David seguía escuchando a Emma que contaba la historia. Durante diez años, Ingrid se estuvo marchando siempre con la promesa del retorno, pero casi siempre cuando volvía estaba más en quiebra y sedienta de vicios. Para sustentar sus nuevos viajes tras las víctimas a los que quería seducir para tener la vida que nunca había tenido, se llevaba las joyas de Elisabeth Swan, a veces engañando a la anciana madre. Cuando la abuela murió, la madre de Emma se encargó se arrasar con lo que existiera de valor en la casa. Incluso se apoderó de lo poco de valor que Emma tenía, que se reducía a lo que David le mandaba hacer en la joyería para sus cumpleaños. Emma nunca fue de las de pasearse con sus pulseras, ni con las más sencillas, y ahora David sabía por qué. Emma también les contó lo de la teoría de Belle y fue en ese instante que Margaret tiró el café, manchando la alfombra de debajo de la mesita de centro, dejando una mancha negra del tamaño de un plato.

‒ Sabíamos que Ingrid era complicada, como decía papá, desenfrenada.

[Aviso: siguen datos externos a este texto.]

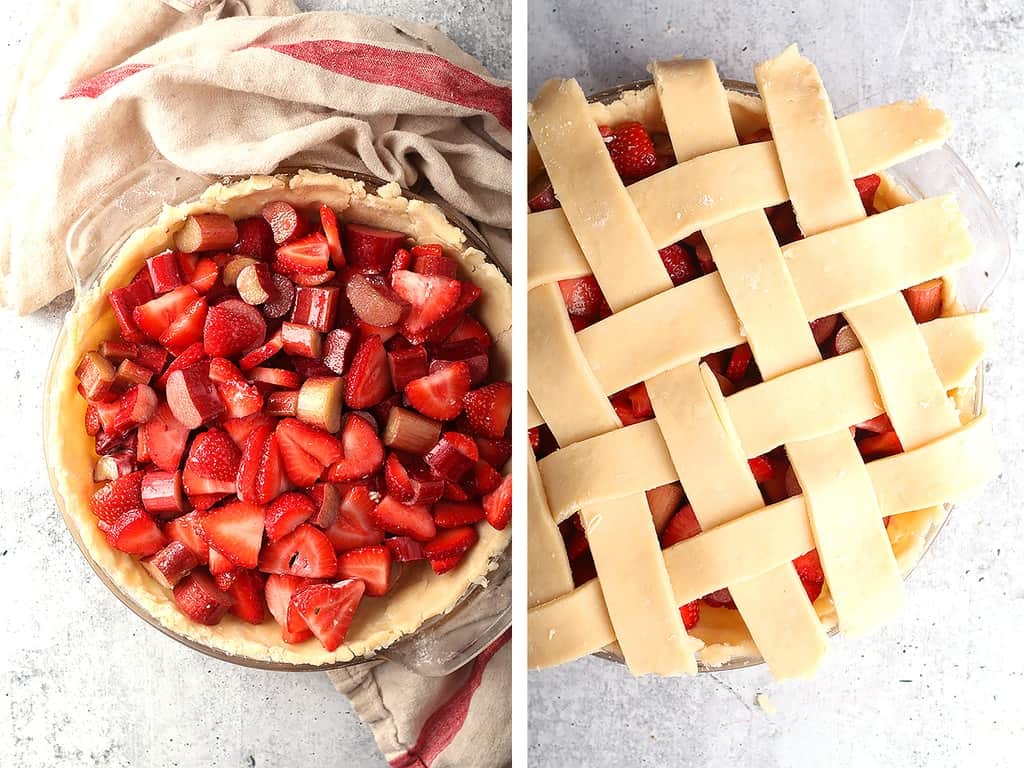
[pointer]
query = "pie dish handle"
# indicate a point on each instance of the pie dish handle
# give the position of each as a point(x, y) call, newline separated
point(97, 235)
point(448, 642)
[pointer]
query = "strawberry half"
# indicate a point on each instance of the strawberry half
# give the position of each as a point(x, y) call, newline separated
point(354, 525)
point(372, 565)
point(328, 609)
point(440, 394)
point(430, 296)
point(286, 513)
point(364, 452)
point(212, 465)
point(488, 409)
point(236, 530)
point(305, 552)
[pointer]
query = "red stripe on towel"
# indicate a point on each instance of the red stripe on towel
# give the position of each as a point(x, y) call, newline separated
point(426, 74)
point(440, 728)
point(102, 82)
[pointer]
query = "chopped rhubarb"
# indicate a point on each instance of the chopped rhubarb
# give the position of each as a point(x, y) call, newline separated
point(206, 231)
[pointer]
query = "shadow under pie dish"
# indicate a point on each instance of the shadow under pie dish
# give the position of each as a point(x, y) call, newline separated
point(235, 247)
point(752, 382)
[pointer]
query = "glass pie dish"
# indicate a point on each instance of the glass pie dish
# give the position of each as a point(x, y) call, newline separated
point(937, 172)
point(441, 642)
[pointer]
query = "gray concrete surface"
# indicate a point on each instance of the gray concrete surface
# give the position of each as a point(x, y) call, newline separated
point(943, 685)
point(85, 683)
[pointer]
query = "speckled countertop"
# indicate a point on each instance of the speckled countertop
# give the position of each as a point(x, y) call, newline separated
point(85, 683)
point(942, 685)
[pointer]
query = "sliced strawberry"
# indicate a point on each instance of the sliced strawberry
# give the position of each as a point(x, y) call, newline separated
point(212, 465)
point(451, 543)
point(369, 379)
point(155, 316)
point(690, 613)
point(255, 239)
point(236, 530)
point(498, 505)
point(372, 565)
point(305, 552)
point(354, 524)
point(246, 590)
point(632, 151)
point(328, 609)
point(430, 297)
point(404, 519)
point(309, 255)
point(364, 453)
point(171, 564)
point(279, 592)
point(329, 222)
point(682, 267)
point(404, 549)
point(489, 408)
point(456, 514)
point(371, 250)
point(240, 429)
point(261, 475)
point(117, 498)
point(682, 525)
point(440, 394)
point(199, 598)
point(232, 328)
point(136, 532)
point(286, 513)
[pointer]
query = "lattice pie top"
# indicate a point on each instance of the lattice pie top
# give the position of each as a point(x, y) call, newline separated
point(764, 295)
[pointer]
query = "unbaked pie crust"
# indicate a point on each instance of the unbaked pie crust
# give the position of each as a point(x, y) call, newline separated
point(418, 594)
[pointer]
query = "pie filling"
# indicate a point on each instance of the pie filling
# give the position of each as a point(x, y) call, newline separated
point(716, 414)
point(293, 413)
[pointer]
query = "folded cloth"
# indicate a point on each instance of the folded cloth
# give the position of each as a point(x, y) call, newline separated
point(245, 86)
point(241, 86)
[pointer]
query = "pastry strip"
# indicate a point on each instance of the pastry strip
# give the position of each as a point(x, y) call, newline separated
point(691, 412)
point(594, 200)
point(548, 565)
point(855, 553)
point(738, 180)
point(820, 398)
point(577, 624)
point(827, 273)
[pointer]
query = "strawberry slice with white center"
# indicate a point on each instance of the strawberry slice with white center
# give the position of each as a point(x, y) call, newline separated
point(369, 379)
point(261, 475)
point(440, 394)
point(232, 328)
point(286, 513)
point(136, 534)
point(372, 565)
point(488, 409)
point(354, 524)
point(364, 452)
point(430, 296)
point(199, 598)
point(246, 590)
point(305, 552)
point(328, 609)
point(212, 465)
point(309, 255)
point(404, 519)
point(236, 530)
point(306, 451)
point(498, 505)
point(155, 316)
point(451, 543)
point(118, 497)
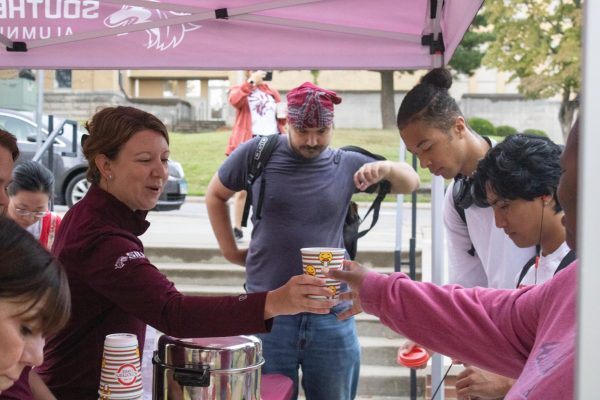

También podía ser mentirosa, pero robar lo que mi padre le dejó a tu abuela y después lo que yo te dí, Emma…Es algo perturbador‒ David tenía sus manos entrelazadas y miraba cómo el café iba impregnando la alfombra y cómo la esposa se daba prisa para intentar limpiarla.

‒ Nunca dudé de que Ingrid fuera capaz de cosas peores. Lo siento tanto por ti, Emma‒ Mary recogió la porcelana rota, la tiró a la basura y volvió con las manos limpias para abrazar a la muchacha.

‒ Perdonadme por, de repente, llegar y revelar cosas que para nada es para sentirse orgulloso, sobre todo tú, tío. Sabía que te sentirías decepcionado cuando te enterases. ‒ dijo Emma, consolada por la tía.

David soltó un suspiro, conformado.

‒ Es como dice Mary, no dudaba de que ella fuera capaz, solo que no quería creer que fuera a robarle a la propia familia.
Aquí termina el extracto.